After seeing this photograph from the Arkansas Times of Attorney General Dustin McDaniel at a fundraiser for Arkansas Families First, the group formed to oppose Initiated Act 1, I decided to go down to the Arkansas Ethics Commission on my lunch break and take a look at their financial disclosure statements. My hunch was right.

The McDaniel Leadership PAC contributed $1,000 on October 28, 2008 to support Arkansas Families First in their campaign against Initiated Act 1. According to the PAC’s filing with the Arkansas Secretary of State, Dustin McDaniel serves as chairman of this PAC. (As a side note, fellow blogger Blake Rutherford serves as the treasurer.)

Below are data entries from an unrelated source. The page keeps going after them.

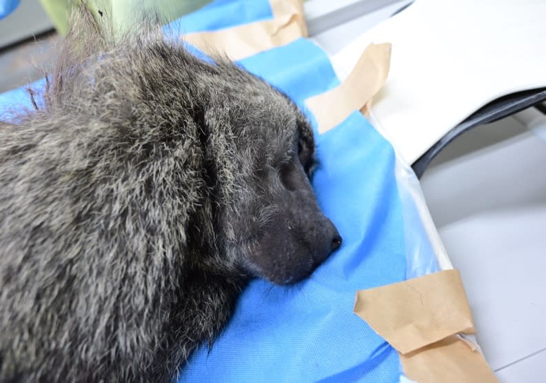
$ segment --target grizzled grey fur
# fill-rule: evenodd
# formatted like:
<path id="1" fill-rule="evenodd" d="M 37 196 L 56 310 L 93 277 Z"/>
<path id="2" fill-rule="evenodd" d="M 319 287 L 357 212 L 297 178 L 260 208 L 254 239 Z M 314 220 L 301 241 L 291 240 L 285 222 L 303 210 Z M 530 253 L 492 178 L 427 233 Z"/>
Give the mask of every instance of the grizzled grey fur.
<path id="1" fill-rule="evenodd" d="M 0 381 L 168 382 L 250 278 L 295 283 L 341 237 L 287 97 L 80 19 L 45 106 L 0 124 Z"/>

This is significant because as the Attorney General for Arkansas, McDaniel’s office now serves as the defense attorney in representing the state of Arkansas against the ACLU’s court challenge of Initiated Act 1. McDaniel’s Chief Deputy Attorney General Justin Allen told the Associated Press yesterday that his office will still be the ones defending the lawsuit.

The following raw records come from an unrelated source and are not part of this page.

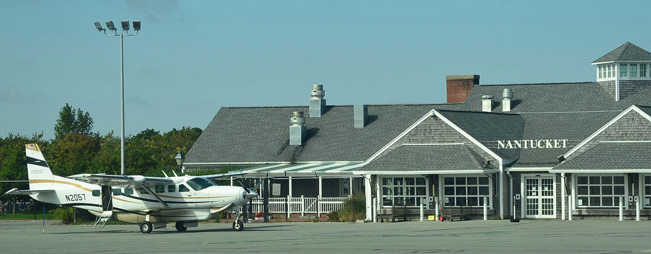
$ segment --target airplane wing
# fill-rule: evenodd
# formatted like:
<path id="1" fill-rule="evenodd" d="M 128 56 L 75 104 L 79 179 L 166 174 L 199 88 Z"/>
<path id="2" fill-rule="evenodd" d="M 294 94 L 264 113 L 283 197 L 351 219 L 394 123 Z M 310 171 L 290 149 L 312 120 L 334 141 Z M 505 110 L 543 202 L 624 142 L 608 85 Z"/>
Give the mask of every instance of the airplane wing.
<path id="1" fill-rule="evenodd" d="M 44 192 L 52 192 L 54 190 L 18 190 L 18 188 L 14 188 L 9 190 L 8 192 L 5 192 L 5 195 L 33 195 Z"/>
<path id="2" fill-rule="evenodd" d="M 156 184 L 167 184 L 174 183 L 174 181 L 169 177 L 143 177 L 142 175 L 81 173 L 70 175 L 68 177 L 94 184 L 119 188 L 136 188 L 141 186 L 151 186 Z"/>
<path id="3" fill-rule="evenodd" d="M 245 175 L 245 174 L 246 174 L 246 173 L 245 173 L 245 172 L 227 173 L 218 173 L 218 174 L 215 174 L 215 175 L 200 175 L 200 177 L 203 177 L 203 178 L 206 178 L 206 179 L 210 179 L 210 180 L 212 180 L 212 179 L 216 179 L 217 178 L 224 178 L 224 177 L 232 177 L 232 176 L 235 176 L 235 175 Z"/>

I cannot help but wonder how someone who has contributed financially for a measure’s defeat can now be the advocate for the people of Arkansas in defense of that passed measure. I am certainly not a lawyer but referring to a borrowed copy of Howard Brill’s “Arkansas Professional and Judicial Ethics,” this appears to be a violation of Rule 1.7 defining a conflict of interest. The rule states “A concurrent conflict of interest exists if …. there is a significant risk that the representation of one of more clients will be materially limited … by a personal interest of the lawyer.”

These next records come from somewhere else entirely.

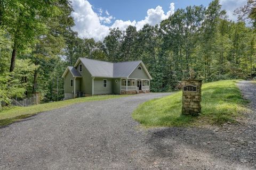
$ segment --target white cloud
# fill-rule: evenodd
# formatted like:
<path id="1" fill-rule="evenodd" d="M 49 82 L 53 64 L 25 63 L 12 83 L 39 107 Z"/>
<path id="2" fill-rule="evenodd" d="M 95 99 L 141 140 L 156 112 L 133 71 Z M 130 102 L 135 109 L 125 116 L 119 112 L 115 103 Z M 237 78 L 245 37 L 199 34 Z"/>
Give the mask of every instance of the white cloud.
<path id="1" fill-rule="evenodd" d="M 136 21 L 134 20 L 131 22 L 130 20 L 124 21 L 123 20 L 116 20 L 111 28 L 119 28 L 121 31 L 125 31 L 129 26 L 135 26 Z"/>
<path id="2" fill-rule="evenodd" d="M 228 18 L 235 21 L 237 20 L 237 15 L 234 14 L 234 11 L 246 4 L 247 0 L 220 0 L 220 3 L 222 8 L 227 12 Z"/>
<path id="3" fill-rule="evenodd" d="M 108 27 L 101 24 L 99 16 L 88 1 L 73 0 L 72 5 L 75 11 L 71 15 L 76 23 L 73 30 L 78 32 L 80 37 L 93 38 L 98 41 L 102 40 L 108 35 Z"/>
<path id="4" fill-rule="evenodd" d="M 170 6 L 170 11 L 167 12 L 166 15 L 164 14 L 162 6 L 157 6 L 155 9 L 149 9 L 147 11 L 147 15 L 142 21 L 138 22 L 136 24 L 137 30 L 140 30 L 143 26 L 148 23 L 150 26 L 155 26 L 159 23 L 161 21 L 167 19 L 174 13 L 174 3 L 172 3 Z"/>
<path id="5" fill-rule="evenodd" d="M 75 20 L 76 26 L 73 30 L 77 31 L 81 38 L 93 38 L 95 40 L 102 41 L 109 32 L 109 28 L 119 28 L 124 31 L 129 26 L 135 26 L 138 30 L 142 29 L 145 24 L 155 26 L 161 21 L 167 18 L 174 12 L 174 4 L 172 3 L 170 10 L 165 14 L 163 8 L 157 6 L 156 8 L 148 10 L 147 16 L 144 20 L 136 22 L 117 20 L 111 26 L 108 27 L 104 24 L 110 24 L 115 18 L 110 15 L 108 11 L 105 11 L 107 16 L 103 15 L 103 10 L 98 9 L 99 14 L 93 11 L 92 5 L 86 0 L 73 0 L 72 5 L 74 12 L 71 16 Z"/>
<path id="6" fill-rule="evenodd" d="M 99 19 L 100 21 L 102 22 L 103 23 L 107 23 L 109 24 L 112 22 L 111 20 L 113 19 L 113 16 L 99 16 Z"/>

Is this circumstance not a clear example of this definition? The rule goes on to discuss several requirements for a lawyer to overcome this conflict including if “each affected client gives informed consent, confirmed in writing.” The clients in this case would be a people of Arkansas, particularly the 586,248 Arkansans who voted for the Act. I am not sure how McDaniel is going to pull that one off.